I understand that a 300-page non-fiction book isn’t just a “300-page non-fiction book”. Usually it’s a learned authors entire life study or something what the author has spent countless hours of work on. It’s a big deal. A lot of research and information went into that book and it’s all complied now into one 300-page book for the reader to read. But it is much more than just that. Not that I’m saying you could blindly trust whatever you read in even a best-selling book for that matter, no! I for one like to see things as they are through the lenses of this fact: good teachers and/or leaders don’t tell you what to think, they rather teach you how to think. You don’t want to be trusting an author, but just hear the author out because a lot of hard work, perhaps years of hard work went into just an easy week long read for a reader.
Anyway, the point still standing is that a book is more than just a book. It has been written with a lot of thinking, every word of it. So try and treat it that way, and learn from it.
Summing up, here’s a list of why I read:
- To learn: reading is one of the most efficient ways to learn, there just needs to be a little knack for it. And it’s astonishing that we can learn about absolutely anything by reading. There’s probably a book written down for every curiosity. If there isn’t, my plea is; try writing one to help other readers with similar kinds of curiosities 🙂
- To learn about people: biographies and autobiographies are a great way to learn about and from famous people who had what it took for them and probably their life story inspires us to see things clearly ourselves. Real life people stories allow me to look at the world from someone else’s eyes and it is incredible how that’s possible by just reading!

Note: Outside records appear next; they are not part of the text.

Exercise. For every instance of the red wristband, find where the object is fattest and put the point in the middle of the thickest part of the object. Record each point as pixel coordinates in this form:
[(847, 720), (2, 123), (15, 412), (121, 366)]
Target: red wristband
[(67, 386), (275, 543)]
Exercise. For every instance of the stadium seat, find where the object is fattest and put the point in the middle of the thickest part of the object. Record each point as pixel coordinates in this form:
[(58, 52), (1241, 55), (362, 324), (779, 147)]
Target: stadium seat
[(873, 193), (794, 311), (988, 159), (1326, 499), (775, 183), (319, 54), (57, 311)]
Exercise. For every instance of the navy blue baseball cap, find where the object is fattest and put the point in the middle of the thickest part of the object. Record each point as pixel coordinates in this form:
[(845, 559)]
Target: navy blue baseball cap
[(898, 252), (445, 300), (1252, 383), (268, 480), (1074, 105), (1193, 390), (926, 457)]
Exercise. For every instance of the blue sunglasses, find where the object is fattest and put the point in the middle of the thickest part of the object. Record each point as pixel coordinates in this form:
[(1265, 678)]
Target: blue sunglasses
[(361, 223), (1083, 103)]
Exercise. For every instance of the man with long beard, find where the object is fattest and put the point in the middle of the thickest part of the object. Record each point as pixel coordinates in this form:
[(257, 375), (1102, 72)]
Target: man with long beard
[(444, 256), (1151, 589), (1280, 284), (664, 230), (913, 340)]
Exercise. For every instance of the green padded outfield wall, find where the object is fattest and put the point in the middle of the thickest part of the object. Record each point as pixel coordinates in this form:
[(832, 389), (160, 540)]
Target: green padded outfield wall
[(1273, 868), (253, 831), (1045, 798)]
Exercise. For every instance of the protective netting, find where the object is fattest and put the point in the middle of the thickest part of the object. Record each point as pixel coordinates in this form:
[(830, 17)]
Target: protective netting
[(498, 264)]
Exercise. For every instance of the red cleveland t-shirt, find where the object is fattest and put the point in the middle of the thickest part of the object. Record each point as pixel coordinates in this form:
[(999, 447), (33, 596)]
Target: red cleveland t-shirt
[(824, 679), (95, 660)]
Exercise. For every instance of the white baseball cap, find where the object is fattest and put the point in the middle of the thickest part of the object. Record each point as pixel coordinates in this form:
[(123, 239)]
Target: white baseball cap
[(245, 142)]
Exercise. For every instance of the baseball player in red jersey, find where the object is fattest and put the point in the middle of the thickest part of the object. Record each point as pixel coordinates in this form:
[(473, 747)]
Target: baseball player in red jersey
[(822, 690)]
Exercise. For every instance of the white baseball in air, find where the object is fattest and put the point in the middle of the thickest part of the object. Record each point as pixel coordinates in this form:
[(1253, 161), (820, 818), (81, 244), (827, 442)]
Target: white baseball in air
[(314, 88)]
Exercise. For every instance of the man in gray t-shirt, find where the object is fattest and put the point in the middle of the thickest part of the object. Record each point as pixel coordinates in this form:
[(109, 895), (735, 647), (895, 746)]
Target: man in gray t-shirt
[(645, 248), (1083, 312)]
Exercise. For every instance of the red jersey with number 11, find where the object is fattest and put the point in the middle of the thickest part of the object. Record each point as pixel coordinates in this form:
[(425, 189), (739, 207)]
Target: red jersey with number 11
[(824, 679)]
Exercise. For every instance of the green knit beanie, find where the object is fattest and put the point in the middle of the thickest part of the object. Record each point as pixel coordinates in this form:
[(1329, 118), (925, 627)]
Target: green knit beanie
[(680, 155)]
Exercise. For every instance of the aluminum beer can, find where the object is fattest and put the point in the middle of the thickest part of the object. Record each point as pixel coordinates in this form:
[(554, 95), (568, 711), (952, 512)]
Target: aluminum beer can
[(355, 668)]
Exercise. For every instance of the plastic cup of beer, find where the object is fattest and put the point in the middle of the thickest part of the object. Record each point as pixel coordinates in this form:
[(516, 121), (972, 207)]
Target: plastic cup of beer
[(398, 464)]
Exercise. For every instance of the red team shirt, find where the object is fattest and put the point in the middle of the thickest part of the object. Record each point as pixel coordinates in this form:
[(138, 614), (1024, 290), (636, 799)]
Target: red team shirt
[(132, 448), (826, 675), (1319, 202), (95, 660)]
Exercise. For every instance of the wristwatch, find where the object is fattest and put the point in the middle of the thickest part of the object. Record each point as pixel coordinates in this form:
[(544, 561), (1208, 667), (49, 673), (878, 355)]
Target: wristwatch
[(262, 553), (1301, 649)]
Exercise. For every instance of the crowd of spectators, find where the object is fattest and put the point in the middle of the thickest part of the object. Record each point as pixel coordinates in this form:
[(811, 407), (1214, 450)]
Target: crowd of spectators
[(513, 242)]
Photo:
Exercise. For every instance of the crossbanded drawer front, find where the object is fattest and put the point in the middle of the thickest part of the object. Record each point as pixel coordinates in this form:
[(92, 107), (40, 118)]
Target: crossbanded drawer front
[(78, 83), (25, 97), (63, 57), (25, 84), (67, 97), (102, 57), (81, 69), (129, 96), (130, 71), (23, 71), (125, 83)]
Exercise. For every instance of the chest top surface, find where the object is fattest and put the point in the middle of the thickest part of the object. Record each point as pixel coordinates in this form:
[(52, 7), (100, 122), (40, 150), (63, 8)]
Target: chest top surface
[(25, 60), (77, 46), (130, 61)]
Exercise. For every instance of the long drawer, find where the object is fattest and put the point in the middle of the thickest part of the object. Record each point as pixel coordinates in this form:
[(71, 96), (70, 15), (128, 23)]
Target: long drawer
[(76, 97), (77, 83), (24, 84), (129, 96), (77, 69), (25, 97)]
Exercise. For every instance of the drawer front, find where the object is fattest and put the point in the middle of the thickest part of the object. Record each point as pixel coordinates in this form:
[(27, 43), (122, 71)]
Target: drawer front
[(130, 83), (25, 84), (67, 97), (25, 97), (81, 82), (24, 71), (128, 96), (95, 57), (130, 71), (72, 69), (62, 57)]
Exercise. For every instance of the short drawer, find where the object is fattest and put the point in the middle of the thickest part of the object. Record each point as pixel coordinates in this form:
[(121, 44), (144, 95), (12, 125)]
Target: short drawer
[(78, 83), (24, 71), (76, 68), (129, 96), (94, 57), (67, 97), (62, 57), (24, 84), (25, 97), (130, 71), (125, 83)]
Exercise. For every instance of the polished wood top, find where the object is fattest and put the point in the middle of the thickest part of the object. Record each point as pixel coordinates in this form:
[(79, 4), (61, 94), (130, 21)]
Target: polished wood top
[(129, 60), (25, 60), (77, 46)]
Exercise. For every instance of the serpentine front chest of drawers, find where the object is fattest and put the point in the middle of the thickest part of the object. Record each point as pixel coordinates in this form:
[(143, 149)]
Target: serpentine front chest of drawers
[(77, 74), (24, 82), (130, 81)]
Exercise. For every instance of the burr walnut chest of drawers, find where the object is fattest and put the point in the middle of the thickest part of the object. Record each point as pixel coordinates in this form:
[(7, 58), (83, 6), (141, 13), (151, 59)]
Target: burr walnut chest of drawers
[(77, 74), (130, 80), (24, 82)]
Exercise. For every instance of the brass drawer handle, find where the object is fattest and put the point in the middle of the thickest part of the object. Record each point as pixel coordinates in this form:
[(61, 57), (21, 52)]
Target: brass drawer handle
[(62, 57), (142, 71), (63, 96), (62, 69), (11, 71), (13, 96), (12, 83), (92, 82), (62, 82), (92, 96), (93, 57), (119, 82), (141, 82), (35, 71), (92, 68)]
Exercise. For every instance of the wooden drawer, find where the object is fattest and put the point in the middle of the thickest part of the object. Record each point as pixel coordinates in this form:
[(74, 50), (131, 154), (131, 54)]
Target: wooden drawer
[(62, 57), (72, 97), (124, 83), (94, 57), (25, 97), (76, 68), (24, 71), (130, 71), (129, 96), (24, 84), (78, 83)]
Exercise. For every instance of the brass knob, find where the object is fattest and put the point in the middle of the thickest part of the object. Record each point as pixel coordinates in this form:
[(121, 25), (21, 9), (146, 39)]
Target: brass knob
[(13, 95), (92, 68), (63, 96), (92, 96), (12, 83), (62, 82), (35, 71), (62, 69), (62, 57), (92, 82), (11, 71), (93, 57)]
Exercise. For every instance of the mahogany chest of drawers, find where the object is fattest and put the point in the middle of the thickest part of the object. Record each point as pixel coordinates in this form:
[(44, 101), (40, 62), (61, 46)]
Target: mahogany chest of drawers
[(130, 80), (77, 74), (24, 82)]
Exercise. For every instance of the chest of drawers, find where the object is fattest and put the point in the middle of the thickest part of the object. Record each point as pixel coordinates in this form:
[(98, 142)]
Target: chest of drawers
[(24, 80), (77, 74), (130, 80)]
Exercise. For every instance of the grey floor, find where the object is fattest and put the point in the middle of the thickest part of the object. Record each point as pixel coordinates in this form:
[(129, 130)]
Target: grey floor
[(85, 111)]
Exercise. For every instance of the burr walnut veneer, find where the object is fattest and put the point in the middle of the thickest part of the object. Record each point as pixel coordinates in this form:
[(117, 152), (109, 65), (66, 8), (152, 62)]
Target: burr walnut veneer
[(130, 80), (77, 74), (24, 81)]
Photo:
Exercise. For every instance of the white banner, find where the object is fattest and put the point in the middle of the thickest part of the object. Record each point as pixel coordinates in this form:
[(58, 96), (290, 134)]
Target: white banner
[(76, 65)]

- To understand: another thing about reading and this is different from the previous points is that reading helps me to understand better. As I read more, the overall knowledge seems to grow exponentially. I find linking points from different books and it’s easier to understand how all things fall into place
- It’s fun: Lastly, reading is just fun. Though it may not be so when you are just getting started; at that time, it’s probably a good idea to have the pride of reading a book for the sake of it guiding you, but then later on it just seems to get fun.